Le temps qui refuse de filer, les verrous qui claquent, les cris en continu: la détention "est un moment extraordinairement difficile, pour qui que ce soit", raconte à l'AFP Pierre Botton, qui a été détenu à la Santé, où Nicolas Sarkozy est attendu mardi.
L'ancien homme politique y a passé deux ans entre 2020 et 2022 après une condamnation notamment pour abus de biens sociaux: que l'on puisse évoquer un "Club Med'" ou un "quartier VIP" l'horripile.
Il était détenu dans le "QB4", une vingtaine de cellules réservées aux "personnes vulnérables". Nicolas Sarkozy ne devrait pas y être, le quartier de l'isolement paraissant plus probable pour assurer sa sécurité et prévenir toute fuite de photos ou d'informations.
Une fois l'entrée franchie, "on prend ton sac et on le met à la fouille", se souvient Pierre Botton. Les avocats ne sont plus là. Dans l'attente du placement sous écrou, l'arrivant est dans une cellule grillagée, équipée d'un banc étroit, face au greffe, sous les yeux des détenus extraits pour partir au tribunal, des escortes.
Ce regard pourrait être épargné à Nicolas Sarkozy, avec un greffe uniquement dédié à sa mise sous écrou, selon un gardien, expliquant que son statut et les nécessités de sécurité conduiront nécessairement à des adaptations.
Le prisonnier remet sa carte d'identité, ses empreintes sont relevées. Il se place sous la toise pour la photo avec le numéro d'écrou. Lui est remise une carte rouge et blanche à garder "tout le temps quand il est hors de la cellule" pour vérifier son identité.
Une autre carte lui permettra d'utiliser le téléphone mural de sa cellule: créditée de quelques euros, suffisants pour un court appel à des proches, elle devra ensuite être approvisionnée par le détenu. Ce dernier sera prévenu qu'il peut être enregistré. On ne pourra pas l'appeler.

La prison de la Santé. / © AFP
"La prison, ça hurle"
Au greffe, il "laisse toutes ses valeurs" et peut créditer son compte cantine pour améliorer l'ordinaire carcéral.

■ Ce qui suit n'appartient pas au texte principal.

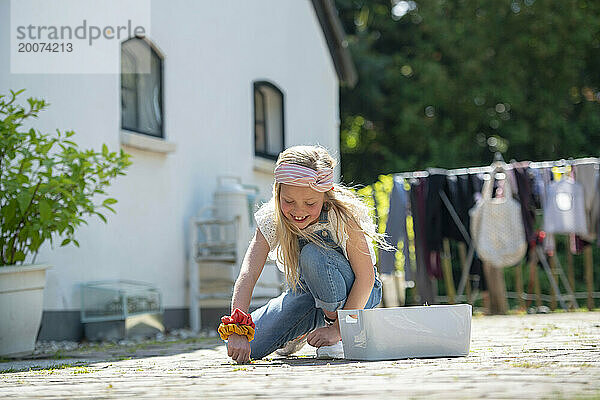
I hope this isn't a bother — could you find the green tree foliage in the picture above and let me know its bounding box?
[336,0,600,184]
[0,90,131,266]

Formellement écroué, le nouvel arrivant est conduit dans une cabine, caillebotis au sol. "Un surveillant demande les affaires, de faire un tour sur soi-même", se souvient Pierre Botton, "tout est vérifié".
Une fois le détenu rhabillé, un surveillant vérifie en sa présence les effets qu'il emmènera dans sa cellule où, selon un gardien, un paquetage l'attend: linge de lit et de toilette, vaisselle et couverts, sous-vêtements, papier toilette.
Pour les détenus sensibles, une procédure de "blocage" est mise en œuvre: l'entrant ne croise aucun autre détenu jusqu'à la cellule de 9 m2, avec un lit et un bureau rivés au sol, une chaise en plastique, des étagères, une douche et des toilettes sans rabat, une plaque chauffante, un frigo et une télé (payants), un pêle-mêle en bois pour des photos.
Une fois la porte close, la réalité de la détention s'impose: "Des bruits tout le temps, les cris, les sirènes des voitures de police, le clac-clac des portes que l'on ferme". Difficile de s'évader dans la lecture. "La prison, ça hurle", insiste Pierre Botton, soulignant que les détenus, qui regardent les chaînes d'information en continu, sauront quand l'ancien chef de l'Etat sera dans les murs.
Le supplice du temps
A partir de 17H30, la "gamelle est servie". Pour les détenus à l'isolement, un fonctionnaire s'en charge. "A 19H00, c'est le moment chaud... Avec le bruit du verrou du haut, celui du bas et le double tour sur celui du milieu. Là, vous avec compris que vous êtes en taule".
Nicolas Sarkozy devrait éviter les quelques jours au quartier des arrivants, selon le gardien. Mais il sera soumis à la période d'évaluation pour jauger son état psychologique.
"La première nuit, on ne dort pas". Viennent le chuintement de l’œilleton ouvert "toutes les deux heures les premiers jours", la lumière allumée, la demande "de montrer qu'on est en vie" en levant la main par exemple...
A 07H00, le surveillant demande au détenu s'il a du courrier à envoyer, du linge sale, puis referme jusqu'à la promenade. Ceux qui sont à l'isolement la font seuls, dans une courette, une heure par jour.
Le rythme de la justice devient un supplice: un délai de trois semaines avant une décision, qui semble raisonnable à l'extérieur, est interminable, se souvient Pierre Botton:"Les matins ne passent pas, les après-midi ne passent pas, les nuits ne passent pas".